Well, it may well get a niche as monotherapy in the elderly where it’s definitely practical and indeed we can give this as a day case treatment which is convenient, and it certainly produces rather encouraging remission rates.  What we don’t know is whether the survival benefit is there because, just because patients  get remissions doesn’t necessarily mean they’re going to survive longer although we think that is a very good surrogate for survival in the elderly.  When a drug is that interesting then the obvious way to deal with it is to bring it into other circumstances, perhaps in younger patients, perhaps in combination and of course the MD Anderson has pioneered combination studies with Ara-C.  We have just completed an 800 patient trial combining it with Daunorubicin, against Daunorubicin plus  Ara-C  plus or minus Mylotarg and we are looking at it in high risk patients in combination in young patients with a view to getting more of them through to transplantation.  I think it’s going to be fairly crucial that it shows some benefits in the rather limited number of randomised trials that are coming to conclusion this year.

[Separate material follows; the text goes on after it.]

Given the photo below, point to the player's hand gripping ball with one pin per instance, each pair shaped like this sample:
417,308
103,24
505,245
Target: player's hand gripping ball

Is it an issue that there are so many interesting molecules coming through in terms of selection?

Well it is and, you know, the pressure is also on in the AML scene to devise new forms of trial design.  The traditional trial design that we’ve used in the UK has been large numbers looking for small differences and we’ve been rather dominated by that concept.  Well, that works in young patients because survival in the young is improving, but in the elderly we’re not seeing the same improvement, so it really questions that strategy and our attitude has been to develop what we call a “pick a winner” approach, which is sequential randomised comparisons where you’re looking for big differences and therefore small numbers.  So why look for big differences?  Well, the drugs are going to be expensive and there’s no point in spending many thousands of pounds on a drug with a 3% or 4% survival benefit, so it’s reasonable to look for substantial improvement in remission rate which we hope will convert into a survival advantage.  So that sort of trial design has allowed us to go through four   trial combinations in three years which would otherwise have each taken us about four years.  So there needs to be more of this sort of approach and I think it is statistically, supported now.